I observed that on Direct Runner when watermark is advanced programatically
(in tests) late event is not discarded for session window.

The aggregation:

type User = String
type Action = String

def activitiesInSessionWindow(
      userActions: SCollection[(User, Action)],
      gapDuration: Duration,
      allowedLateness: Duration = Duration.ZERO,
      accumulationMode: AccumulationMode =
AccumulationMode.DISCARDING_FIRED_PANES
): SCollection[(User, Iterable[Action])] = {
    val windowOptions = WindowOptions(
      allowedLateness = allowedLateness,
      accumulationMode = accumulationMode
    )

    userActions
      .withSessionWindows(gapDuration, windowOptions)
      .groupByKey
}

Test scenario (Scio with some additional syntactic sugar):

"Late event" should "not close the gap and two sessions are materialized"
in runWithContext { sc =>
  val userActions = testStreamOf[(User, Action)]

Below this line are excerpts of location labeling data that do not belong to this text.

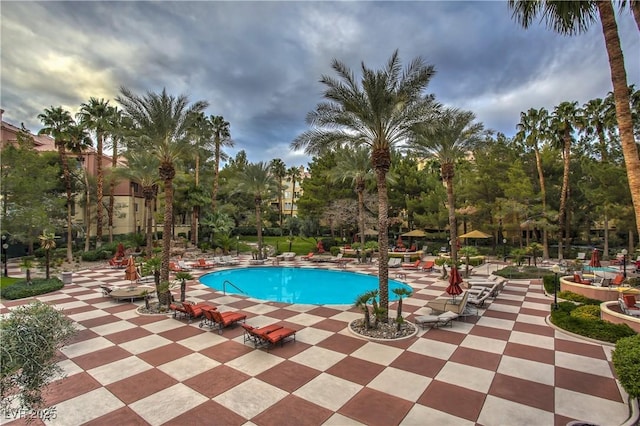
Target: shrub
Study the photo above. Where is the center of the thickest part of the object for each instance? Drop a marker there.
(22, 289)
(626, 361)
(588, 326)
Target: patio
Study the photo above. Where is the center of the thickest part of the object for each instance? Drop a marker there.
(506, 366)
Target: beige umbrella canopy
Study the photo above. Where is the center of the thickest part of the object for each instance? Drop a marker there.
(415, 233)
(475, 234)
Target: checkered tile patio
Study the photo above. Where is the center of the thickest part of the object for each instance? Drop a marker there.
(504, 367)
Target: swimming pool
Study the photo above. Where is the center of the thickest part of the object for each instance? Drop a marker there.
(297, 285)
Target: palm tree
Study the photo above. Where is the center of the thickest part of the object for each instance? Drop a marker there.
(162, 123)
(143, 169)
(564, 121)
(67, 137)
(221, 138)
(258, 181)
(378, 113)
(448, 139)
(96, 115)
(293, 176)
(355, 166)
(533, 129)
(47, 243)
(575, 17)
(279, 172)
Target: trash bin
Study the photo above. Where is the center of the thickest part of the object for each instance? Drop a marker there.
(67, 278)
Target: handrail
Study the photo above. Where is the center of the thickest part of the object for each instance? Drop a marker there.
(224, 287)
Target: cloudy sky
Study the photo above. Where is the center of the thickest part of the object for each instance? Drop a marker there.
(258, 63)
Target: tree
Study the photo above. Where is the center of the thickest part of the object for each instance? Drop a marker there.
(96, 115)
(379, 112)
(279, 172)
(571, 18)
(532, 130)
(563, 124)
(355, 166)
(58, 124)
(162, 124)
(221, 138)
(257, 181)
(448, 139)
(31, 336)
(47, 243)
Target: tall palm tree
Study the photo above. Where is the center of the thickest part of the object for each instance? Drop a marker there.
(354, 165)
(162, 124)
(258, 181)
(96, 115)
(575, 17)
(279, 172)
(378, 112)
(57, 124)
(564, 122)
(532, 130)
(448, 139)
(143, 169)
(221, 138)
(293, 176)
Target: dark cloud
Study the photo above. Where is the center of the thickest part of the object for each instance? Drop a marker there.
(258, 63)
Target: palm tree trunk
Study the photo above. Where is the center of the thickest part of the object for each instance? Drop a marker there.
(166, 229)
(383, 237)
(621, 98)
(99, 190)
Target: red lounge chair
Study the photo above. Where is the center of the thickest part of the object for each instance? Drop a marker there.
(256, 335)
(414, 265)
(222, 319)
(196, 310)
(428, 265)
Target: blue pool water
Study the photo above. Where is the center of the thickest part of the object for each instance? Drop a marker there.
(298, 285)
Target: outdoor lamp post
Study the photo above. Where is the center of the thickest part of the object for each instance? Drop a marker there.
(5, 247)
(556, 270)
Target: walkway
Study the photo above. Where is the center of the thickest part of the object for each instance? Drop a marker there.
(504, 367)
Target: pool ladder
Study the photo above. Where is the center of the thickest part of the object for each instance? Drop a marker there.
(224, 287)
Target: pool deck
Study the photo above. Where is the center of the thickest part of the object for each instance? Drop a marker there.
(506, 366)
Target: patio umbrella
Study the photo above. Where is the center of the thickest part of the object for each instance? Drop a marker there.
(475, 234)
(455, 280)
(130, 272)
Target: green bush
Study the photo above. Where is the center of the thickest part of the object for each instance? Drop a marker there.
(22, 289)
(626, 361)
(588, 326)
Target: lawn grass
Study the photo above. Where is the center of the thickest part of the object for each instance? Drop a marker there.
(7, 281)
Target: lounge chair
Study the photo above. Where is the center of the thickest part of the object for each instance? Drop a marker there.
(428, 266)
(394, 262)
(444, 304)
(195, 311)
(432, 321)
(255, 335)
(213, 318)
(625, 310)
(414, 265)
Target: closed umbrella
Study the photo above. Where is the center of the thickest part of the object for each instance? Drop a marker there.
(130, 272)
(595, 259)
(455, 280)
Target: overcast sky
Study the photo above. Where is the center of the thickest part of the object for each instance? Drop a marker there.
(258, 63)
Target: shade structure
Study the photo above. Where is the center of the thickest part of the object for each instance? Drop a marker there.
(415, 233)
(595, 259)
(130, 272)
(455, 280)
(475, 234)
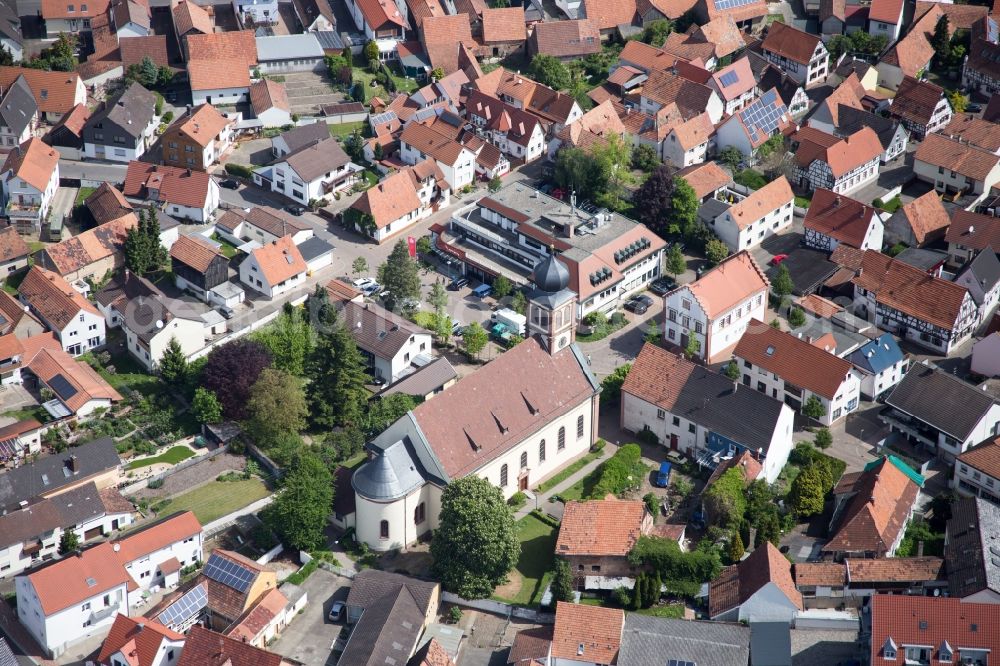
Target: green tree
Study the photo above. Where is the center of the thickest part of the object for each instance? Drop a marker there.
(676, 263)
(611, 386)
(549, 71)
(807, 492)
(562, 581)
(476, 545)
(300, 511)
(502, 287)
(716, 251)
(205, 406)
(684, 205)
(68, 542)
(813, 408)
(399, 276)
(474, 339)
(277, 406)
(173, 363)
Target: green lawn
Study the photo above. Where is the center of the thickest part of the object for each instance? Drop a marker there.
(217, 498)
(173, 455)
(538, 543)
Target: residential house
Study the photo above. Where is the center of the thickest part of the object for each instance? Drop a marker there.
(872, 509)
(122, 128)
(940, 412)
(565, 40)
(540, 390)
(916, 629)
(919, 223)
(717, 308)
(748, 220)
(389, 343)
(921, 107)
(140, 641)
(31, 534)
(275, 268)
(73, 319)
(842, 165)
(704, 415)
(969, 234)
(18, 115)
(30, 177)
(795, 371)
(586, 635)
(14, 252)
(55, 93)
(749, 129)
(198, 265)
(197, 139)
(759, 588)
(881, 364)
(388, 612)
(891, 133)
(181, 193)
(833, 219)
(906, 301)
(968, 549)
(800, 54)
(311, 173)
(270, 104)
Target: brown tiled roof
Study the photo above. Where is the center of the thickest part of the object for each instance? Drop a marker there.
(793, 359)
(194, 251)
(537, 386)
(608, 527)
(927, 217)
(12, 246)
(52, 297)
(910, 290)
(504, 25)
(608, 15)
(33, 162)
(279, 260)
(265, 94)
(737, 583)
(873, 518)
(597, 629)
(566, 38)
(827, 574)
(392, 198)
(840, 217)
(895, 570)
(207, 648)
(762, 202)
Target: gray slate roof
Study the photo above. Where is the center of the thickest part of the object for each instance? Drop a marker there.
(652, 641)
(18, 106)
(972, 556)
(941, 400)
(53, 472)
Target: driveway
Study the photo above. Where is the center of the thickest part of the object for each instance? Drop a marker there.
(310, 635)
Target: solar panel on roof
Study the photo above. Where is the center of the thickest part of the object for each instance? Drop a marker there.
(229, 573)
(182, 609)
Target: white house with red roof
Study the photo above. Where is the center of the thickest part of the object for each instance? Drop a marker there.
(80, 595)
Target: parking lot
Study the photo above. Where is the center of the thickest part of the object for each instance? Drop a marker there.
(309, 637)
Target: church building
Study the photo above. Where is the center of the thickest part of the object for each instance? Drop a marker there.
(515, 422)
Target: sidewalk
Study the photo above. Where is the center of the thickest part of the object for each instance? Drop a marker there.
(543, 498)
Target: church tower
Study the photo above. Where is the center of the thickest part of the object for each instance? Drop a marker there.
(552, 306)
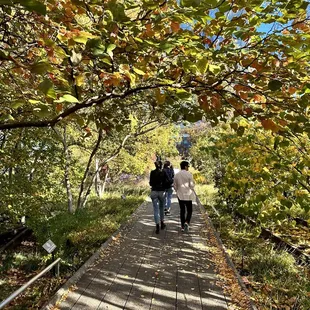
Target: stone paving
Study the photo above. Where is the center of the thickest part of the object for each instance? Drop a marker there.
(149, 271)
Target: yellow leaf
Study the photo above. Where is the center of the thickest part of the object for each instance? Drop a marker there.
(138, 71)
(79, 80)
(160, 97)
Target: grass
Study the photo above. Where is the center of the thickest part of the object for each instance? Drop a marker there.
(274, 278)
(77, 237)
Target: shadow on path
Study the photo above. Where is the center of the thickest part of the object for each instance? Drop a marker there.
(144, 270)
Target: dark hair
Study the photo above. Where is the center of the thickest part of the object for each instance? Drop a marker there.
(166, 164)
(184, 164)
(158, 164)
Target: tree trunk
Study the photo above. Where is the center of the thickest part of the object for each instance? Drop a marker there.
(67, 173)
(82, 200)
(67, 164)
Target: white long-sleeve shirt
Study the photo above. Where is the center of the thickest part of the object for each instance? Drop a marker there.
(184, 185)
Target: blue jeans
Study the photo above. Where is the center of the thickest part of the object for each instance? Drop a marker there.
(168, 196)
(158, 200)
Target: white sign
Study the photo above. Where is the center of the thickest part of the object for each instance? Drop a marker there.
(49, 246)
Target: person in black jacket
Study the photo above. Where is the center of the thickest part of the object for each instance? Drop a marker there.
(168, 169)
(157, 183)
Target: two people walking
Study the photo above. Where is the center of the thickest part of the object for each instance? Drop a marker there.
(162, 182)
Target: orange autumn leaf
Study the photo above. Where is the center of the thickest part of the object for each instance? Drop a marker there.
(216, 103)
(243, 95)
(269, 124)
(292, 90)
(149, 32)
(203, 102)
(175, 26)
(59, 107)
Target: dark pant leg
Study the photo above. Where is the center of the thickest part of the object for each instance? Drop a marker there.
(189, 210)
(182, 211)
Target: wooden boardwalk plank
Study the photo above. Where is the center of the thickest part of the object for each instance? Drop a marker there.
(171, 270)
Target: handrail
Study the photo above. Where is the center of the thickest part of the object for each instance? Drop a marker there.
(22, 288)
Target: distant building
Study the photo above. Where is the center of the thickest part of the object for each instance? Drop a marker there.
(184, 146)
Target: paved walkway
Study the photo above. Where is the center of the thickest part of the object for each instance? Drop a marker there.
(143, 270)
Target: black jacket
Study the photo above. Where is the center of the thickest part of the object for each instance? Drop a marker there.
(157, 180)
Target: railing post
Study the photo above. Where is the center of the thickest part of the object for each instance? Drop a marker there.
(57, 270)
(22, 288)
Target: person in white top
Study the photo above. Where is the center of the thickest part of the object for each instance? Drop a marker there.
(184, 187)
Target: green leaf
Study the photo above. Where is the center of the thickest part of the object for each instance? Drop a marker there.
(30, 5)
(47, 87)
(41, 110)
(40, 67)
(274, 85)
(167, 47)
(214, 69)
(202, 65)
(18, 103)
(110, 49)
(183, 94)
(67, 98)
(76, 57)
(240, 131)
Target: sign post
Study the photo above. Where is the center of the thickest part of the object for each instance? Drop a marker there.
(49, 246)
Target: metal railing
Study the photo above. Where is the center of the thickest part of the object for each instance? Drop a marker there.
(22, 288)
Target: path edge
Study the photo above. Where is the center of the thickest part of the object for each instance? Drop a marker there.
(64, 289)
(227, 257)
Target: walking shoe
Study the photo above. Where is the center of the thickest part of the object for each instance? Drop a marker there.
(162, 225)
(157, 229)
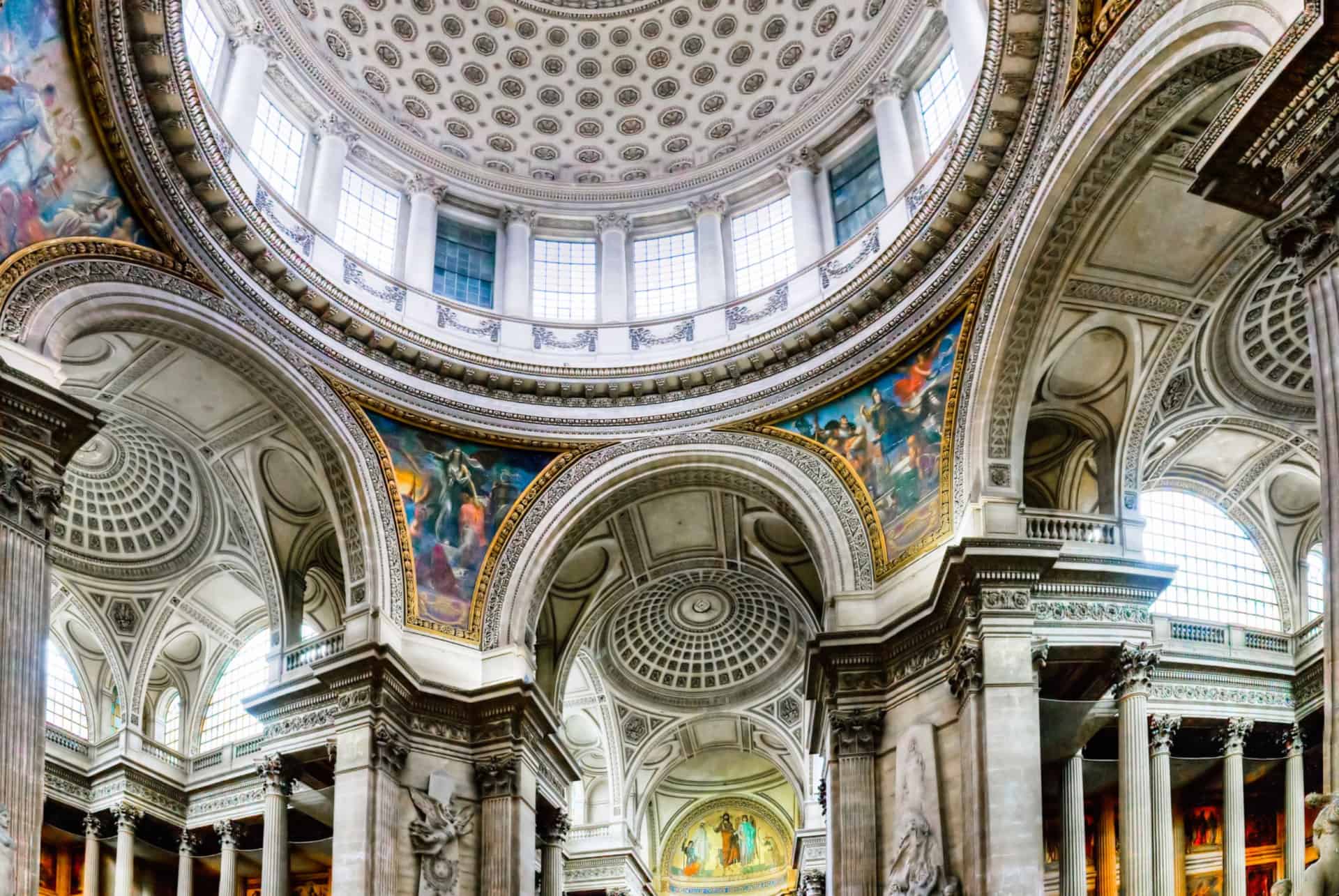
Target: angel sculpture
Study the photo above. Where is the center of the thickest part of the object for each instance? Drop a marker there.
(437, 827)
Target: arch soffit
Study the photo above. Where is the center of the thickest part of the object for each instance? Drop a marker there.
(46, 302)
(815, 497)
(1152, 65)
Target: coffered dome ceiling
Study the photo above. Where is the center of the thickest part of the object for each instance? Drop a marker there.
(589, 93)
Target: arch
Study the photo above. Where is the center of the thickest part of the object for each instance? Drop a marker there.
(789, 476)
(62, 289)
(1153, 65)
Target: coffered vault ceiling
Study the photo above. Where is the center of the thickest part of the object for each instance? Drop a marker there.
(595, 91)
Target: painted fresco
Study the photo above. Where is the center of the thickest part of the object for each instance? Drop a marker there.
(54, 181)
(455, 494)
(726, 844)
(892, 432)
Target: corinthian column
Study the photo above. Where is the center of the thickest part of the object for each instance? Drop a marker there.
(39, 432)
(185, 863)
(1294, 810)
(1132, 694)
(1234, 807)
(279, 781)
(852, 801)
(1073, 859)
(553, 836)
(128, 819)
(93, 856)
(228, 835)
(1163, 729)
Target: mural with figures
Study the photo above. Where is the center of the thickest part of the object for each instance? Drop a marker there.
(727, 845)
(54, 181)
(892, 433)
(455, 494)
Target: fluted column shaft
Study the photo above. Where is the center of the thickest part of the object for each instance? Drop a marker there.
(1161, 730)
(710, 215)
(801, 173)
(93, 858)
(1234, 808)
(516, 278)
(852, 803)
(128, 817)
(615, 275)
(1294, 811)
(1104, 849)
(1132, 693)
(1073, 859)
(421, 244)
(228, 833)
(273, 864)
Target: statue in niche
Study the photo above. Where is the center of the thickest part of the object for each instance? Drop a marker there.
(434, 837)
(918, 865)
(8, 862)
(1322, 876)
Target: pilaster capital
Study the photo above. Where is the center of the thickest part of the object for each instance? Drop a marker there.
(964, 670)
(803, 160)
(1292, 741)
(856, 733)
(1163, 729)
(423, 185)
(884, 87)
(388, 752)
(497, 777)
(614, 222)
(333, 125)
(1311, 236)
(128, 817)
(1135, 669)
(553, 830)
(711, 204)
(228, 832)
(516, 215)
(278, 773)
(1235, 733)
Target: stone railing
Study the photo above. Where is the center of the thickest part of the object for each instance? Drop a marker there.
(587, 343)
(312, 650)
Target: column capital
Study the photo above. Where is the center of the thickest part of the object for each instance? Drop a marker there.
(1292, 741)
(278, 773)
(388, 752)
(964, 671)
(497, 777)
(422, 184)
(803, 160)
(229, 832)
(856, 733)
(614, 222)
(128, 816)
(516, 215)
(884, 87)
(1135, 669)
(1234, 734)
(333, 125)
(1163, 729)
(1311, 236)
(711, 204)
(554, 829)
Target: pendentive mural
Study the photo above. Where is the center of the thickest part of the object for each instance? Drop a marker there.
(895, 432)
(727, 846)
(455, 496)
(54, 181)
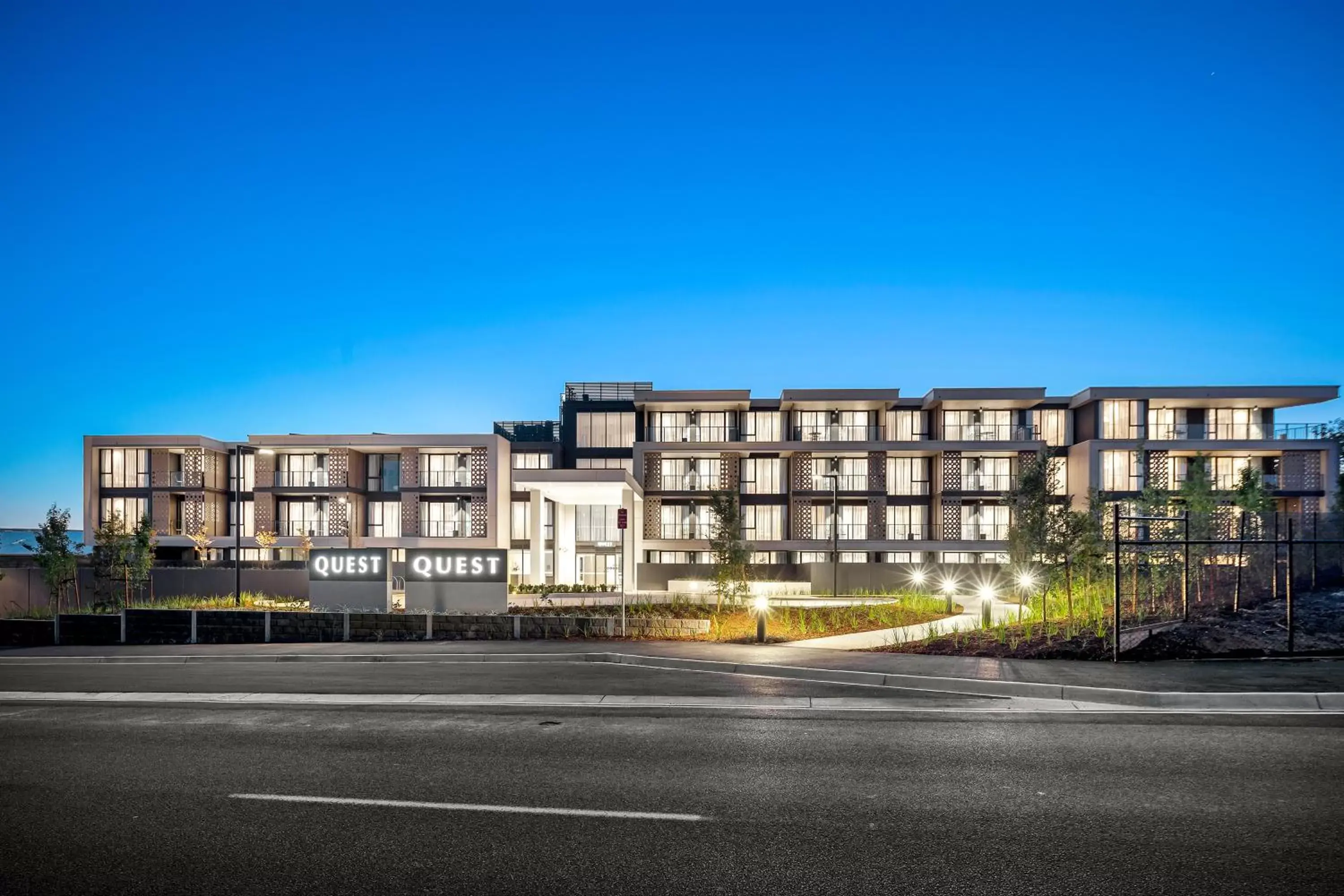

    .addElementsAt("00:00:00", ("jack", "open app"))

    .addElementsAt("00:01:00", ("jack", "search product"))

    .addElementsAt("00:01:30", ("jack", "open product"))

    .addElementsAt("00:03:00", ("jack", "add to cart"))

    .advanceWatermarkTo("00:13:00")

    .addElementsAt("00:09:30", ("jack", "checkout"))

    .addElementsAt("00:13:10", ("jack", "close app"))

    .advanceWatermarkToInfinity()



  val results = activitiesInSessionWindow(sc.testStream(userActions),
DefaultGapDuration)


  results.withTimestamp should inOnTimePane("00:00:00", "00:13:00") {

    containSingleValueAtWindowTime("00:13:00", ("jack", Iterable("open
app", "search product", "open product", "add to cart")))
  }



  // Why session window starts at 00:09:30 if watermark has been advanced
to 00:13:00? I would expect dropped "checkout" due to lateness.
  results.withTimestamp should inOnTimePane("00:09:30", "00:23:10") {

    containSingleValueAtWindowTime("00:23:10", ("jack",
Iterable("checkout", "close app")))

  }

}


Look at "checkout" event with event-time 00:09:30 emitted when watermark
has been already advanced to 00:13:00.
For me that event should be dropped due to lateness (exaclty like it is
done for the fixed window), but for some reason for sesion window the event
is counted for the second session window.

You can find the full source code at:
https://github.com/mkuthan/example-streaming/blob/beamsessions/src/test/scala/org/mkuthan/examples/streaming/usersessions/BeamUserSessionsTest.scala#L98

What do you think, bug or feature?

Thanks in advance,
Marcin

Re: Late event is not dropped due to lateness for session window in direct runner - bug or feature?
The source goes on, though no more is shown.